Engineering

RAG assistant for Myntra's Appliqué

RAG assistant for Myntra's Appliqué

The problem

At Myntra, we use an internal design system called Appliqué. It has hundreds of components — accordions, banners, buttons, dropdowns, date pickers, and more. The documentation lives on a website, and every time you want to know how a component works, you leave the IDE, search the docs, skim through props, then come back.

That's a lot of context-switching for something that should be instant. I wanted to fix that.

The idea

What if you could ask "How do I use the Layout component?" right inside your editor and get a useful, contextual answer back — with code examples?

That's exactly what this project does. It's a RAG (Retrieval-Augmented Generation) system built specifically for the Appliqué documentation, exposed as an MCP server so Cursor IDE can call it directly.

How it works

There are four moving pieces.

System architecture — how scraping, chunking, vector search and MCP fit together

1. Scraping the docs

The Appliqué site is JavaScript-rendered, so a plain HTTP fetch won't cut it. I used Selenium with headless Chrome to fully load each page, then extracted the component descriptions, code examples, and API property tables.

Every component gets its own structured document with metadata — the URL, a timestamp, and flags for what type of content it contains (description, code, props).

2. Chunking and embedding

Raw documentation pages are long. Dumping an entire page into a vector DB as one chunk makes retrieval noisy — you get too much irrelevant content back.

I split each document into chunks of 1000 characters with 200-character overlap. The overlap matters: it means a relevant sentence at the boundary of a chunk doesn't get cut in half and lost. Each chunk is then embedded using OpenAI's embedding model and stored in Qdrant, with a separate collection per component.

One collection per component is a deliberate choice. It makes routing queries much more precise — instead of searching everything, you only search the collections relevant to the question.

3. Query routing and retrieval

When you ask a question, the system doesn't just embed it and search everything. It first routes the query.

A GPT-3.5 call analyzes the question and decides which component collections are relevant. Ask about "Layout with a progress bar" and it'll route to both applique_layout and applique_progress, search each, then aggregate the top results.

# Simplified routing logic
collections = route_query_to_collections(user_query)  # GPT-3.5 decides
results = []
for collection in collections:
    hits = qdrant.search(collection, embed(user_query), limit=2)
    results.extend(hits)

4. Generating the response

The retrieved chunks get assembled into a context block and sent to GPT-3.5 along with the original question. The prompt is structured to produce:

  • A brief plain-English explanation
  • Key features and variations
  • A working code example
  • Important props/API details

The output is consistently structured because the prompt forces it — not because the model guesses what format you want.

The MCP layer

This is the part that makes it actually useful day-to-day.
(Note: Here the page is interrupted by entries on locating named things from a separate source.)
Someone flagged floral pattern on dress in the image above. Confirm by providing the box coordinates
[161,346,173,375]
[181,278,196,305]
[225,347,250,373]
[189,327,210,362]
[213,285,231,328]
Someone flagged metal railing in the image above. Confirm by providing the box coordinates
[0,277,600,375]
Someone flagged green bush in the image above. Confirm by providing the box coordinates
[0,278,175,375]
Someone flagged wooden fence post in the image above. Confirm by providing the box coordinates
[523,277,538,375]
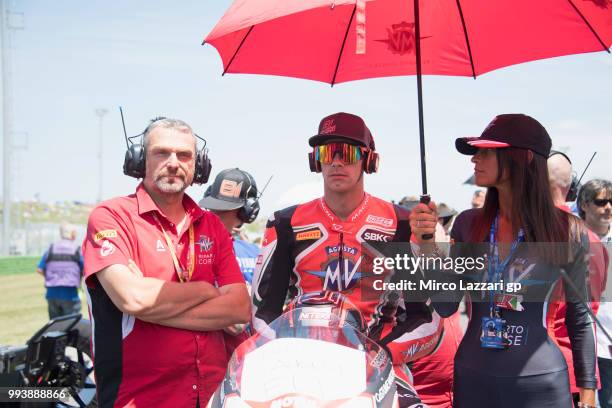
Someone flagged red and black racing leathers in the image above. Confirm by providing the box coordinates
[253,193,443,402]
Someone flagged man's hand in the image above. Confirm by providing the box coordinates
[96,261,220,323]
[410,201,438,244]
[223,324,246,336]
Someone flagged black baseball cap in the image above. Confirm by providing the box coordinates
[308,112,376,150]
[199,168,257,211]
[455,113,552,157]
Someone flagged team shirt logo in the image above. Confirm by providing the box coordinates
[94,230,117,242]
[198,235,213,251]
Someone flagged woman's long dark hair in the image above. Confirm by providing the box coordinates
[471,147,568,247]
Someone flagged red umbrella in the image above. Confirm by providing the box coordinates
[204,0,612,200]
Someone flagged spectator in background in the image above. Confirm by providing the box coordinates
[472,190,485,208]
[577,179,612,408]
[36,224,83,319]
[547,155,609,403]
[436,203,458,242]
[578,179,612,244]
[199,168,259,285]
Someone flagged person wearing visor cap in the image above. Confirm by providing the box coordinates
[198,167,259,361]
[410,114,597,408]
[253,112,442,406]
[199,168,259,285]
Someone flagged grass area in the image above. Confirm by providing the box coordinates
[0,257,87,345]
[0,256,40,276]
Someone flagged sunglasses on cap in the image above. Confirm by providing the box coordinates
[314,143,367,164]
[593,198,612,207]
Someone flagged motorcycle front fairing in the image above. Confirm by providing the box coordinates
[208,307,397,408]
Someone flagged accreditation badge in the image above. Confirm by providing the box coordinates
[493,293,525,312]
[480,317,510,350]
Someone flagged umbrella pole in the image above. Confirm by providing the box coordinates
[414,0,433,239]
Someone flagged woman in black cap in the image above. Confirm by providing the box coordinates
[411,114,597,408]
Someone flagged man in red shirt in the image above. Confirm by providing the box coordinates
[83,118,250,407]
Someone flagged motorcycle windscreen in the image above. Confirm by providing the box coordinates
[241,338,367,402]
[228,307,392,402]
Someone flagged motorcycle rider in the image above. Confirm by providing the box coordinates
[253,112,441,405]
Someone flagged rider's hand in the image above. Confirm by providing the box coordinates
[410,201,438,244]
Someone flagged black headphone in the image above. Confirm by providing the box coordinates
[308,146,380,174]
[121,112,212,184]
[204,170,261,224]
[237,170,259,224]
[548,150,580,202]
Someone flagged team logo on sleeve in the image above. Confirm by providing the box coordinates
[198,235,213,251]
[94,230,117,242]
[100,239,115,257]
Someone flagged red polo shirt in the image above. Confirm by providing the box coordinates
[83,184,244,407]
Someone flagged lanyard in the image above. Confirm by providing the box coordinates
[487,213,525,317]
[153,213,195,282]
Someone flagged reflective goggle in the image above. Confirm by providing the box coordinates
[593,198,612,207]
[314,143,367,164]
MCP (Model Context Protocol) lets tools expose themselves as servers that IDEs like Cursor can call. I wrapped the entire RAG pipeline in an MCP server with two transport options:

  • STDIO — for direct Cursor integration. The IDE spawns the process, sends queries over stdin, gets responses over stdout.
  • SSE — for future use cases where you want a persistent server and streaming responses.
{
  "mcpServers": {
    "applique-rag-stdio": {
      "command": "node",
      "args": ["/path/to/mcp/stdio/index.js"]
    }
  }
}

Once configured, you ask a question in Cursor and the answer comes back in-context, without leaving the editor. No tab-switching, no doc searching.

What I learned

Chunk size is everything. 512 tokens felt too small — answers lacked context. 1000 characters (roughly 700 tokens) hit the sweet spot for this kind of API documentation.
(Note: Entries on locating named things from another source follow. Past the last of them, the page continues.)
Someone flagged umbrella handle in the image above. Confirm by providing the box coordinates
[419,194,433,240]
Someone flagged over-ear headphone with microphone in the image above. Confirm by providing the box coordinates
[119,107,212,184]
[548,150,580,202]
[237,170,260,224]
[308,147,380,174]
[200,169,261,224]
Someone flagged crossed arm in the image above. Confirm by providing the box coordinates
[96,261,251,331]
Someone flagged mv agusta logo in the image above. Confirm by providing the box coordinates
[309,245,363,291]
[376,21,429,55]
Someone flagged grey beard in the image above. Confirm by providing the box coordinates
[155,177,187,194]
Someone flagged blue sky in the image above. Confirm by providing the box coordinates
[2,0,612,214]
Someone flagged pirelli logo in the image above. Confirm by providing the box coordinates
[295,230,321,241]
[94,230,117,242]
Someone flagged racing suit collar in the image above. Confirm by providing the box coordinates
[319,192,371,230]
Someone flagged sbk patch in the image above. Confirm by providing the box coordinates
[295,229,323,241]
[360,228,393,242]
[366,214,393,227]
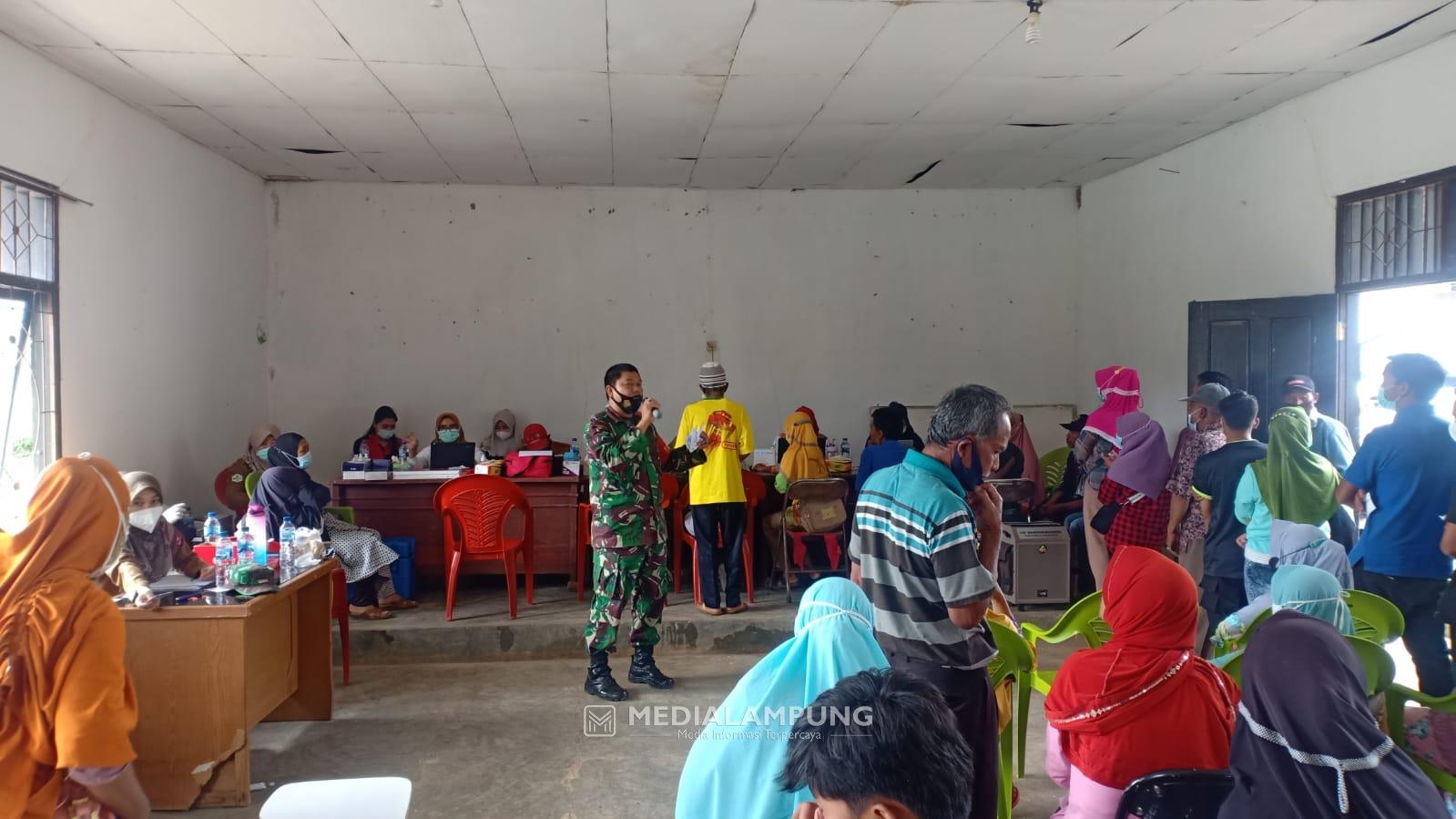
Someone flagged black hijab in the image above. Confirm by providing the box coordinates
[253,433,329,539]
[1218,610,1446,819]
Per-collection routing beats global search. Searching across all 80+ component collections for every query is slow and noisy. Routing first, searching second keeps results tight.

The MCP integration is underrated. Having the RAG system callable from inside the IDE changes how you interact with documentation. It feels less like a search engine and more like a knowledgeable colleague sitting next to you.

What's next

  • Add support for streaming responses over SSE so answers start appearing before the full generation completes
  • Fine-tune the routing to handle ambiguous queries better (e.g. "input field" could mean input-text, input-date, or input-select)
  • Hook it into the frontend via the AI SDK's experimental_createMCPClient for a web-based chat interface

The code is on GitHub if you want to poke around or adapt it for your own design system.